TLDR: Kubenurse is the Swiss army knife for Kubernetes network monitoring. It will help you
- pinpoint bottlenecks and know the latency in your network
- identify nodes with network issues (packet drops, slow connection, etc.)
- uncover issues like DNS failures, broken sockets, or interrupted TLS negotiations
Description
Kubenurse is a Kubernetes network monitoring tool developed and open-sourced by PostFinance (a Swiss Banking Institution), which acts like an in-cluster doctor, continuously checking the health of your pod-to-pod, pod-to-service, and pod-to-ingress connections.
It is a small Go application that runs as a DaemonSet
on every node in
your cluster, and which continously performs requests against the following
endpoints:
- kubenurse ingress endpoint itself, typically
https://kubenurse.your-cluster-ingress.yourdomain.tld
→ this endpoint lets us know about the end-to-end latency, and also permits to detect ingress controller problems - kubenurse service endpoint, i.e.

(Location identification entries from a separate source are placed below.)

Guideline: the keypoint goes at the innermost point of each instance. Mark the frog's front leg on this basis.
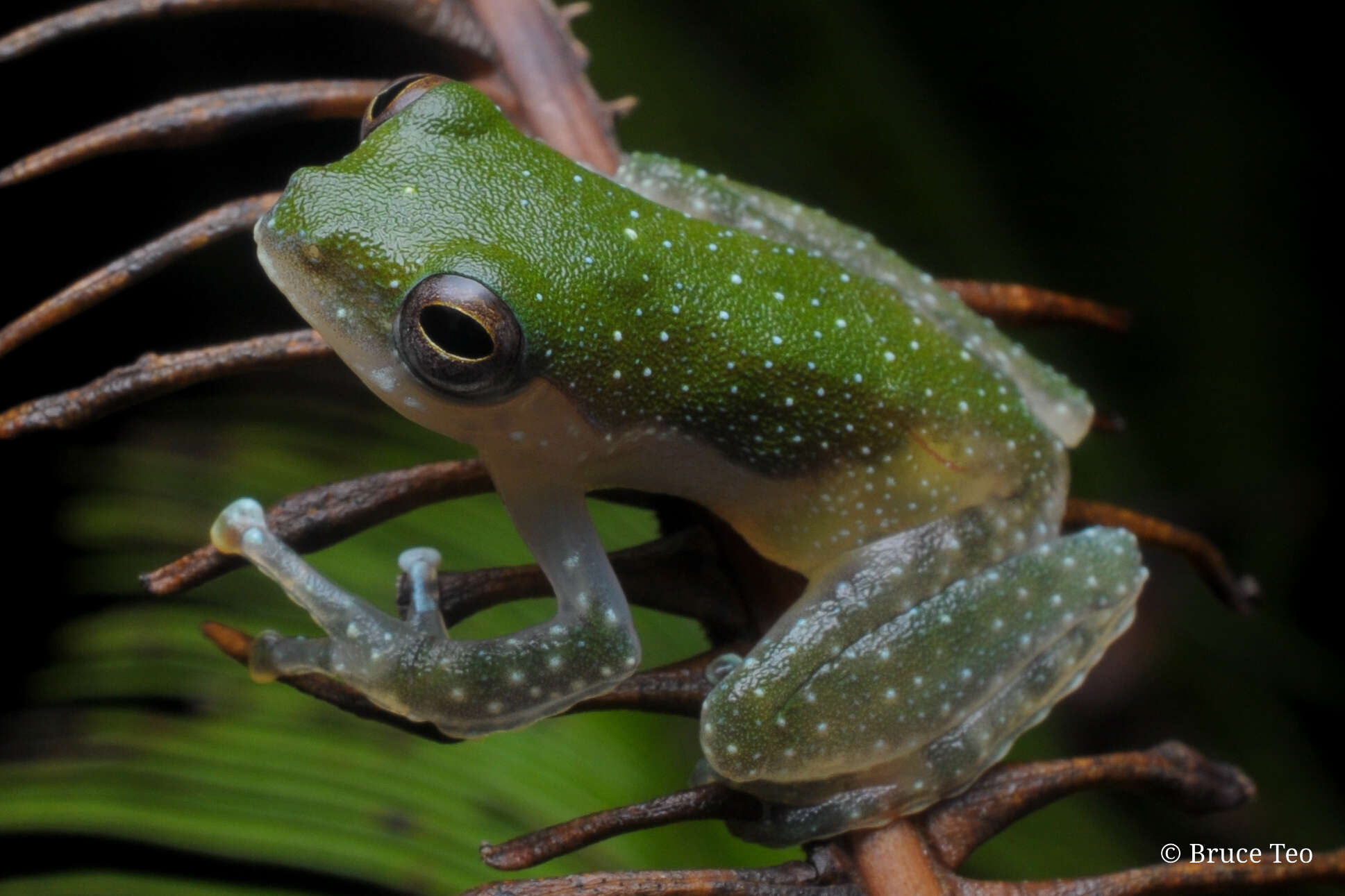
(412, 668)
(871, 701)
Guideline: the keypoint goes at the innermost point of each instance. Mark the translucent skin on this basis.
(852, 420)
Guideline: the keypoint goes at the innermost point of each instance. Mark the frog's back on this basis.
(845, 414)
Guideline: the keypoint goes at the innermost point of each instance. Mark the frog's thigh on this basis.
(915, 708)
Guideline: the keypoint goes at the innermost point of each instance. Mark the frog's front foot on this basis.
(410, 666)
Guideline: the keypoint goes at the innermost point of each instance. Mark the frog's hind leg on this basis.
(867, 704)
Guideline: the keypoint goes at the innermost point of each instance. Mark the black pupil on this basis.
(386, 97)
(455, 332)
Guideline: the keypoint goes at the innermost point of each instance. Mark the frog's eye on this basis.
(460, 338)
(396, 97)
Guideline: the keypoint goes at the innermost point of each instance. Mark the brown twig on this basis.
(1239, 592)
(1006, 793)
(159, 374)
(1017, 305)
(449, 22)
(545, 66)
(794, 879)
(199, 119)
(319, 517)
(198, 233)
(706, 801)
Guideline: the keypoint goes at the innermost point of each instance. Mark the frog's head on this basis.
(406, 255)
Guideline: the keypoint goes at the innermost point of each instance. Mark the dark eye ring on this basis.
(394, 97)
(460, 338)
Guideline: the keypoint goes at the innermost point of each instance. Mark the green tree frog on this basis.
(676, 332)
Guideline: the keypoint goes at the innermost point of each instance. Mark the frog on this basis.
(667, 331)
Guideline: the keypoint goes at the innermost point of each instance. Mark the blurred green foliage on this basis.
(1152, 158)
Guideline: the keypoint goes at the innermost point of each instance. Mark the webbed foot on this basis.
(410, 666)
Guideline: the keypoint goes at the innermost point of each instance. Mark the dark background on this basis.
(1165, 159)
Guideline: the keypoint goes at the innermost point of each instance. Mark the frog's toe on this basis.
(235, 523)
(274, 657)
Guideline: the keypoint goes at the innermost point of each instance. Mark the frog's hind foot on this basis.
(410, 666)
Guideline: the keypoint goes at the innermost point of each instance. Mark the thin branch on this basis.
(1239, 592)
(1017, 305)
(319, 517)
(792, 879)
(155, 375)
(706, 801)
(1006, 793)
(681, 573)
(201, 119)
(235, 217)
(545, 66)
(449, 22)
(1178, 877)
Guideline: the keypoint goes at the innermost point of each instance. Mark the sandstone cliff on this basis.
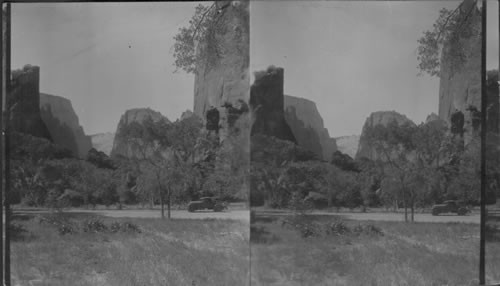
(103, 142)
(348, 144)
(222, 81)
(62, 122)
(23, 101)
(120, 145)
(460, 85)
(365, 147)
(267, 104)
(307, 126)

kubenurse.kubenurse.svc.cluster.local:8080
→ monitoring the service will be helpful in appreciating in-cluster network latency - Kubernetes API server / DNS, through its DNS name,
kubernetes.default.svc.cluster.local
→ this endpoint captures both the K8s apiserver latency, as well as the DNS resolution inside the cluster. - Kubernetes API server / IP, through the direct endpoint, e.g.
10.127.0.1
→ same as above, but bypassing DNS resolution. Interesting and helpful in conjunction with the above to quickly identify DNS lookup errors/slowness - neighbouring kubenurse pods, e.g. towards
node-02
,node-03
, …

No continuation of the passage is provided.